Tentu bagi Indra Yasin dengan modal pengalaman tiga kali selalu memenangkan medali Pilbup Gorut, hak angket bukan sesuatu yang perlu ditakutkan. Pada periode kedua (Indra-Roni; SINAR) tahun 2013 silam, situasi politik pernah “memanas” dirasakan. Hal itu diwarnai dengan hak interpelasi oleh DPRD pada masa itu. Ruang sidang sempat tegang, namun sosok Indra Yasin tetap saja tidak meriang.

Saya coba menebak perihal kepiawaian Indra Yasin dalam mengatur ritme dinamika politik dengan menggunakan tiga diksi; tenang, tegak dan tangguh. Dimana tenang beririsan dengan tidak mudah masuk angin, lalu tegak bersinggungan soal ujian melalui badai, sedangkan tangguh berimplikasi pada pengelolaan kuda-kuda menyesuaikan lintang dan bujur kompas politik yang sedang berhembus.

Disinilah saripati strategi Indra Yasin dalam mengemas konstalasi politik yang berat menjadi lentur dan bersahabat. Meminjam pekikan Sun Tzu; “jika lawan anda mudah marah, pancinglah agar mereka kesal. Berpura-puralah lemah, agar mereka menjadi sombong”.

Barangkali juga, adanya hak angket selain menguji kebijakan Indra Yasin yang berefek besar momentum ini sangat baik untuk direduksi sebagai peluang dalam merekatkan rekonsiliasi partai pengusung dan pendukung pada babak Pilbup 2018 lalu. Jika menoleh pada komposisi fraksi yang menyetujui hak angket hanya ada dua parpol yang menjadi penantang di 2018; Hanura dan Golkar sebagai lawan setia. Sisanya fraksi PDI-Perjuangan, NasDem, lalu fraksi gabungan para bintang (PPP, Gerindra, dan PKS) juga PAN merupakan sahabat karib yang berkeringat mengantarkan Indra Yasin sebagai Bupati Gorut, 2018.

Di luar gelanggang hak angket, rakyat Gorut hanya bisa mendulang beragam persepsi dan argumentasi tentang sampai dimana klimaks hak angket. Apakah sekadar permintaan pengakuan “maaf” atas kebijakan yang melanggar, atau berusaha memanasi “keringat” demokrasi menuju pertarungan 2024.

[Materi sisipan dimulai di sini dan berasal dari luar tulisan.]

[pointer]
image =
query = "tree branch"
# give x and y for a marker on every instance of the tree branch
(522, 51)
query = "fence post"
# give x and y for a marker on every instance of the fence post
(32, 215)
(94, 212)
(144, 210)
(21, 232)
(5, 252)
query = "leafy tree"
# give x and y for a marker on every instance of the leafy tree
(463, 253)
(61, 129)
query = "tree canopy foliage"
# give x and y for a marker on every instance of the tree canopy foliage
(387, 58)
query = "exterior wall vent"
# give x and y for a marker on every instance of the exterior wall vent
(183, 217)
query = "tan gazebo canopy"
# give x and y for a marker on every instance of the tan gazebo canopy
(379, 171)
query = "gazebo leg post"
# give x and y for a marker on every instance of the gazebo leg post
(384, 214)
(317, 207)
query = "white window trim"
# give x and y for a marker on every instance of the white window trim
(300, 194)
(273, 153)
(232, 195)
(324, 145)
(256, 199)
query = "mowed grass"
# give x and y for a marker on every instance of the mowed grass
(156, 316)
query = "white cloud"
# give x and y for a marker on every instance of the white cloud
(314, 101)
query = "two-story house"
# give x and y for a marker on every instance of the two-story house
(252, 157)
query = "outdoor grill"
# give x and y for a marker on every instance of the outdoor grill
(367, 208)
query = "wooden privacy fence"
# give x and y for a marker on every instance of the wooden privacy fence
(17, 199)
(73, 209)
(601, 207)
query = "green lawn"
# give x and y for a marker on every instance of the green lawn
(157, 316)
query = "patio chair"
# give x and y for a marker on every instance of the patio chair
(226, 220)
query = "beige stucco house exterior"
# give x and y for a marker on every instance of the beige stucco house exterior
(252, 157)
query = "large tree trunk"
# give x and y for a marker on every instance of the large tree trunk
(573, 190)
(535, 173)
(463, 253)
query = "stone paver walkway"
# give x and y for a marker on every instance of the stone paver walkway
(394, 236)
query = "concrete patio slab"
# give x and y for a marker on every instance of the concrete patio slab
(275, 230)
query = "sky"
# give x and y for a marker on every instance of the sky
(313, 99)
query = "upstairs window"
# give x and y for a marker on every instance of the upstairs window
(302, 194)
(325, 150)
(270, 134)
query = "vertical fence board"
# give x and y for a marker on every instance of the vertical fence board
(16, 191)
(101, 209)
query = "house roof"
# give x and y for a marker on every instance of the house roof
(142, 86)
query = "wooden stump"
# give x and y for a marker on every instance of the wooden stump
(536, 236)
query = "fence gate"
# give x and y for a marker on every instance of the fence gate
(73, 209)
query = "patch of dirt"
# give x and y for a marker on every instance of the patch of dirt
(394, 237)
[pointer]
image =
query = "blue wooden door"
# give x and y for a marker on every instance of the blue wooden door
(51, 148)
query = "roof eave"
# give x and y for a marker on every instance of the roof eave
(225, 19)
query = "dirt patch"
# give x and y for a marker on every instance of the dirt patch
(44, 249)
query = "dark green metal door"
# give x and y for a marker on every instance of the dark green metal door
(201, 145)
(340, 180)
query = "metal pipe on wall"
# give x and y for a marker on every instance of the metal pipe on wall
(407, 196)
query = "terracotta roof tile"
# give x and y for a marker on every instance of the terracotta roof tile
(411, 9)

Politik selalu saja berat jika dipandang dengan menggunakan kacamata kuda, dan akan ringan kalau kita menggunakan diksi gombalan elegan; “Politik tidak memfasilitasi rindu, tapi mencampuri saat kita bertemu”. Sederhananya, suasana kini masih Idul Fitri tentu momentum suci dijadikan napas merawat kembali komunikasi politik yang sempat tersendat dan dibutuhkan silaturahmi sebagai simpul merekatkan sekat.

Sekali lagi, Indra Yasin telah banyak belajar. Ia bukanlah sosok yang hanya bertepuk tangan dalam lika-liku politik Gorut. Indra Yasin adalah esensi dari politik Gorut itu sendiri.jalan sulit di lewat.(*).